De Inspectie JenV signaleert dat de onderlinge communicatie en het delen van informatie in ketens en netwerken in veel gevallen “nog beter” kan. “Werkprocessen zijn in sommige gevallen niet goed op elkaar afgestemd en in andere gevallen ‘spreekt men elkaars taal niet’ zodat miscommunicatie een risico is.” Volgens de Inspectie is bij calamiteitenonderzoeken rondom jeugdhulpverlening de informatiedeling in veel gevallen niet op orde. “Verschillende instanties weten soms niet van elkaar dat ze zorgen hebben over de betreffende jeugdige of het gezin.”
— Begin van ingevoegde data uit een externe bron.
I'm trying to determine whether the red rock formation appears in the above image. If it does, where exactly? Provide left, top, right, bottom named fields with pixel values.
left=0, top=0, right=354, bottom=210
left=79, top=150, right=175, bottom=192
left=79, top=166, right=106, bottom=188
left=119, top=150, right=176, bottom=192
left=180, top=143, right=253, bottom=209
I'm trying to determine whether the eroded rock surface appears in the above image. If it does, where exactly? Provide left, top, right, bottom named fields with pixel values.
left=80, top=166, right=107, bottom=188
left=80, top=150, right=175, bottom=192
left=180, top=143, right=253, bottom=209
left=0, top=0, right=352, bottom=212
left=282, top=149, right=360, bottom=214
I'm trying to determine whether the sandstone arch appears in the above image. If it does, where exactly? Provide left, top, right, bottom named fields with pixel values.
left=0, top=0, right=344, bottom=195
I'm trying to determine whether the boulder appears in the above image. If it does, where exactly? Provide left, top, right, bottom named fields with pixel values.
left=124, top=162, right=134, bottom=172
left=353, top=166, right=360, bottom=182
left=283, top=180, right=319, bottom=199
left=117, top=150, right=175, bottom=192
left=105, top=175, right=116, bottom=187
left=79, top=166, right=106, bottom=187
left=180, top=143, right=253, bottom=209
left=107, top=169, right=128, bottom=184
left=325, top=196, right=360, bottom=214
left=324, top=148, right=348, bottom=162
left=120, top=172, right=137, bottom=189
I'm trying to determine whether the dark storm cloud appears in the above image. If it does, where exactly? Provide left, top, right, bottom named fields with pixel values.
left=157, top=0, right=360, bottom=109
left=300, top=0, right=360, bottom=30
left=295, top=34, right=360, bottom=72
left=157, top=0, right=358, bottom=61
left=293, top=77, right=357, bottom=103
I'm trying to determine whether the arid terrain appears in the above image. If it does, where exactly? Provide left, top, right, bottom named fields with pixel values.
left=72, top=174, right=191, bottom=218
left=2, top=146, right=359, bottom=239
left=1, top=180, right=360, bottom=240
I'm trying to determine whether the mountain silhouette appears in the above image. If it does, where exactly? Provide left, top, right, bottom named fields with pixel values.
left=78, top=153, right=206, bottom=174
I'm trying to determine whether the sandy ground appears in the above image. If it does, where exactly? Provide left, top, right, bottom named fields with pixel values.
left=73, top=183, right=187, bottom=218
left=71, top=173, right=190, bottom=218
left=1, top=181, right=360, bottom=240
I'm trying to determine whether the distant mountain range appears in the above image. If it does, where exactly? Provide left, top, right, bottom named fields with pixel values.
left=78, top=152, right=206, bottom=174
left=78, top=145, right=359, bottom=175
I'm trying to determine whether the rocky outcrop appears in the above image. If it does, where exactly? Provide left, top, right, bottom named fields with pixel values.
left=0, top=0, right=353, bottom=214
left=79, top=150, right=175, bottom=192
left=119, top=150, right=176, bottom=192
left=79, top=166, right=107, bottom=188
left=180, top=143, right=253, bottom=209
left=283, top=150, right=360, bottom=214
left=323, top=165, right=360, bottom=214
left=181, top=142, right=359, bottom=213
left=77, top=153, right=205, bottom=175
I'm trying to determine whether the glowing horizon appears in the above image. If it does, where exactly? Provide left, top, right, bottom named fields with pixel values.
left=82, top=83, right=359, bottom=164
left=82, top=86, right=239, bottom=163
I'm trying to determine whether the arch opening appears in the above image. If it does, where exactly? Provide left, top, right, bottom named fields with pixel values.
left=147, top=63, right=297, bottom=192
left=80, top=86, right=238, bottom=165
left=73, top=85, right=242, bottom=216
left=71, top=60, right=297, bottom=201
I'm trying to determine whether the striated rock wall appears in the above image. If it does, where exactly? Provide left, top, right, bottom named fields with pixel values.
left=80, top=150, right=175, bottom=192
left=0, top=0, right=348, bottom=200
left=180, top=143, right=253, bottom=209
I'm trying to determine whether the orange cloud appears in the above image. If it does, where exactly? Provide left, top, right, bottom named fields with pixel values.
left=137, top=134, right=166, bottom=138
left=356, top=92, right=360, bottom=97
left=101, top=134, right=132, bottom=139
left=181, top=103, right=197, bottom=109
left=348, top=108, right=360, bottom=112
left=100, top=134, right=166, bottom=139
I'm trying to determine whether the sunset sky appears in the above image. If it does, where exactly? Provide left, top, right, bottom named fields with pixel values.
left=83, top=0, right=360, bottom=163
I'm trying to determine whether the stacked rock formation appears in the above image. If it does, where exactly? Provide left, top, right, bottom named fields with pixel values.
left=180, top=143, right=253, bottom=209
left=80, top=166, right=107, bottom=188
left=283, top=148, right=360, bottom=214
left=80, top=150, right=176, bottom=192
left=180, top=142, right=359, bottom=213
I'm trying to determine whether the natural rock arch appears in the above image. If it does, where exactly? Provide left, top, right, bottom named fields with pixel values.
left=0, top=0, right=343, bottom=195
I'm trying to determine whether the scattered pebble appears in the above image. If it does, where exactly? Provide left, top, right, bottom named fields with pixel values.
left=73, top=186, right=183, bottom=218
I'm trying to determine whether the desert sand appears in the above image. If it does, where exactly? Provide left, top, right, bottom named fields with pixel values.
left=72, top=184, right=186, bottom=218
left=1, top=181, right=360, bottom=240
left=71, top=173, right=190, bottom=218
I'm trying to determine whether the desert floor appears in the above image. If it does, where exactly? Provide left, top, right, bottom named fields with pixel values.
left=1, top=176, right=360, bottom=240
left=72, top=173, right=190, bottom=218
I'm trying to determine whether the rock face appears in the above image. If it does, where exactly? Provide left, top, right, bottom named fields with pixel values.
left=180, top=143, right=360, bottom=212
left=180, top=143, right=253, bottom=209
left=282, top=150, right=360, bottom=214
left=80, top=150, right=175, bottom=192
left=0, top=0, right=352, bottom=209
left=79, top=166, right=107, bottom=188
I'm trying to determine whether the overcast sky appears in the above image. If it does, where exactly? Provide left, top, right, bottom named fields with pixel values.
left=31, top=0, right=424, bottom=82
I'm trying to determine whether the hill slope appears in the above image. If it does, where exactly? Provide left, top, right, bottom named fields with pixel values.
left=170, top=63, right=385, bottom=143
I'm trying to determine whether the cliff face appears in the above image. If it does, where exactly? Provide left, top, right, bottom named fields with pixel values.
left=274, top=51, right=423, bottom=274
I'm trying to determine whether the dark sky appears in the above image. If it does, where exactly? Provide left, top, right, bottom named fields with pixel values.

Problemen in de informatiedeling spelen ook in de jeugdstrafrechtketen, rond de aanpak van schoolverzuim. Informatie-uitwisseling is zowel binnen de Raad voor de Kinderbescherming als tussen de Raad en haar ketenpartners (Openbaar Ministerie en leerplichtambtenaren) vaak onvoldoende. Informatie wordt vaak niet tijdig en volledig overgedragen. Toch loopt het strafproces schoolverzuim niet vast, de ketenpartners vangen namelijk elkaars tekortkomingen op.
Woenselse Poort
Hoewel de Inspectie nog wel verbeterpunten ziet, is zij positief over “de voortvarendheid” waarmee organisaties op bevindingen reageren en met verbetermaatregelen zijn gekomen. Een voorbeeld is het onderzoek bij De Woenselse Poort. De Inspectie JenV en de Inspectie Gezondheidszorg en Jeugd beoordeelden de voortgang en het effect van een verbetertraject van de kliniek voor een veiliger leef- en werkklimaat. Na het laatste van vijf bezoeken constateerden zij dat De Woenselse Poort op schema ligt met het uitvoeren van haar verbeterplan.